E. No Net Loss of Program Funds

There is no indication that the legislature expected the passage of SB 669 to result in a net reduction in program funding. Nonetheless, we wish to ensure the DDTP suffers no net loss of program funds.

SB 669 provides for the payment of interest on the DDTP funds held in the State Treasury: "All interest earned by moneys in the fund shall be deposited in the fund."38 We note that Government Code § 16305.7 provides that "[a]ny increment collected as the result of investment of state money shall be collected by the State Treasurer and reported by him to the State Controller for credit to the General Fund in the State Treasury." Given that SB 669 is the more specific of the two provisions, as a matter of statutory interpretation the SB 669 language controls and interest on the DDTP funds should be credited to the DDTP. However, we are committed to ensuring that the annual surcharge is set in a way to ensure no net loss of program funds. Thus, if the interest income is lower than DDTP funds earned while in a bank trust fund, we will seek to accommodate this loss in the annual budget process.

F. Additional Issues

During the course of the proceeding, we received input in two issues that we believe deserve comment and further evaluation. First, several commenters expressed concern at the slowness of technological innovation at the DDTP. We are required to keep abreast of technological advances in the delivery of DDTP services. Public Utilities Code § 2881(i) provides:

    In order to continue to meet the access needs of individuals with functional limitations of hearing, vision, movement, manipulation, speech and interpretation of information, the commission shall perform ongoing assessment of, and if appropriate, expand the scope of the program to allow for additional access capability consistent with evolving telecommunications technology.
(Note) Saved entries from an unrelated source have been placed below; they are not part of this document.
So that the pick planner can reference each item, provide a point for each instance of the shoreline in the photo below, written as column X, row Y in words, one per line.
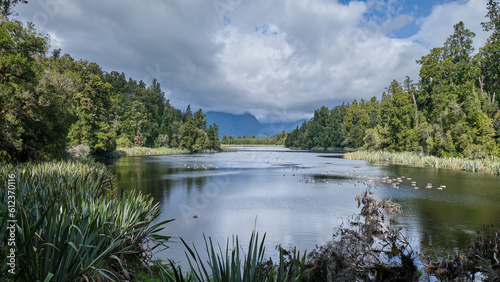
column 489, row 165
column 145, row 151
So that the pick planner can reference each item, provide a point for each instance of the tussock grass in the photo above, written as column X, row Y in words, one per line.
column 232, row 264
column 145, row 151
column 72, row 225
column 488, row 165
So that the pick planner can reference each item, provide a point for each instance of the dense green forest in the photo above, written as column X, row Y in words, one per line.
column 453, row 109
column 49, row 101
column 277, row 139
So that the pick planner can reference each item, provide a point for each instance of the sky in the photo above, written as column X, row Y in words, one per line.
column 276, row 59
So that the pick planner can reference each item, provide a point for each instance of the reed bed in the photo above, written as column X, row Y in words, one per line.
column 72, row 225
column 145, row 151
column 488, row 165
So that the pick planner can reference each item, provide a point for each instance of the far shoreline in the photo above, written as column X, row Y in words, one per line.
column 490, row 165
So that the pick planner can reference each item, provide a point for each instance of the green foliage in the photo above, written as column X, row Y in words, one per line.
column 233, row 265
column 452, row 111
column 72, row 225
column 50, row 102
column 278, row 139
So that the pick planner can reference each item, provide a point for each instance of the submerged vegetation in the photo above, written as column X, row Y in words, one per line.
column 72, row 224
column 489, row 164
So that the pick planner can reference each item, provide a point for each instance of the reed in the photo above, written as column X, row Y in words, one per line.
column 144, row 151
column 231, row 264
column 72, row 225
column 488, row 165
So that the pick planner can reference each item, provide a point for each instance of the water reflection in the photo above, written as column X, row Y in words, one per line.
column 298, row 198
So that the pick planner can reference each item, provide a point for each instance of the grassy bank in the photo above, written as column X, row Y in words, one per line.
column 145, row 151
column 488, row 165
column 72, row 225
column 249, row 145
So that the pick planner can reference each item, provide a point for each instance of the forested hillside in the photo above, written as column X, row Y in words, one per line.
column 49, row 101
column 453, row 109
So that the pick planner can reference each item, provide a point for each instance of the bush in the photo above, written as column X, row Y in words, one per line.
column 72, row 225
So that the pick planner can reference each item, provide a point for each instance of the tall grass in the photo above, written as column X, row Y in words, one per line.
column 72, row 225
column 489, row 165
column 232, row 265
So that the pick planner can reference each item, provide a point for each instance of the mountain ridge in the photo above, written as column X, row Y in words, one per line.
column 239, row 125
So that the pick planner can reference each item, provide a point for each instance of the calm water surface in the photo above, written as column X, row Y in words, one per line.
column 299, row 198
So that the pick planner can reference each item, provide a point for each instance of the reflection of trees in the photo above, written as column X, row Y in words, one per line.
column 149, row 178
column 448, row 218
In view of this requirement, we direct the DDTP to provide a report to the Commission on the extent to which the program is in compliance with this mandate. The report should describe technological innovations in the last five years, planned innovations for the future, trials currently underway, impediments to further innovation, and necessary resources to enhance innovation. The DDTP shall complete and file the report no later than 180 days after mailing of this decision. If the report reveals a need for improvement, we will consider opening an Investigation into the appropriateness of DDTP services.
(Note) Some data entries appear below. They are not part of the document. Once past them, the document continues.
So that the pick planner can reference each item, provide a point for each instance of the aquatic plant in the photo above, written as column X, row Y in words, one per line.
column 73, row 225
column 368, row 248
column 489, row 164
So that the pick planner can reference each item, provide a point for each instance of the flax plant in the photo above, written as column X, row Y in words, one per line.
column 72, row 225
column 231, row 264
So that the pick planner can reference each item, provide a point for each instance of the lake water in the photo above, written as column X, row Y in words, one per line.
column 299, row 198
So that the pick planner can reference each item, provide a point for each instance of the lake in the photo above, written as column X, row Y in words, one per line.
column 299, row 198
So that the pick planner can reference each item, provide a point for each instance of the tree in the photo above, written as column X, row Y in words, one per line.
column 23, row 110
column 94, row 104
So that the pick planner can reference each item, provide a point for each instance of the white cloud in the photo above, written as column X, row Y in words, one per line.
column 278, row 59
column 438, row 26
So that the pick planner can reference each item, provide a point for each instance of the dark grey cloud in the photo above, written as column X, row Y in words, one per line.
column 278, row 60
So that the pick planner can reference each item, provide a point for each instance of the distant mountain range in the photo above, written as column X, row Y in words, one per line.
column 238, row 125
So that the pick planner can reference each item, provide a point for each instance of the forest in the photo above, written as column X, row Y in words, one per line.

We also had some indication from deaf and disabled participants in the proceeding that the DDTP should beef up its outreach efforts, especially in Southern California. Several commenters indicated they were unaware of the details of the program and expressed a desire for educational materials and other information. Clearly, we cannot be effective in serving the community if the community does not know we exist. Therefore, the Commission will work with the DDTP outreach staff to study whether program outreach is adequate, and if there appear to be deficits, to prepare a report suggesting improvements. The study shall be completed and any report filed no later than 180 days after mailing of this decision.

35 Cal. Pub. Util. Code § 278(a)(1). 36 Id. § 278(a)(2). 37 Cal. Gov't Code § 927 et seq. See n.34 above for the Prompt Payment Act's requirements. 38 Cal. Pub. Util. Code § 278(b).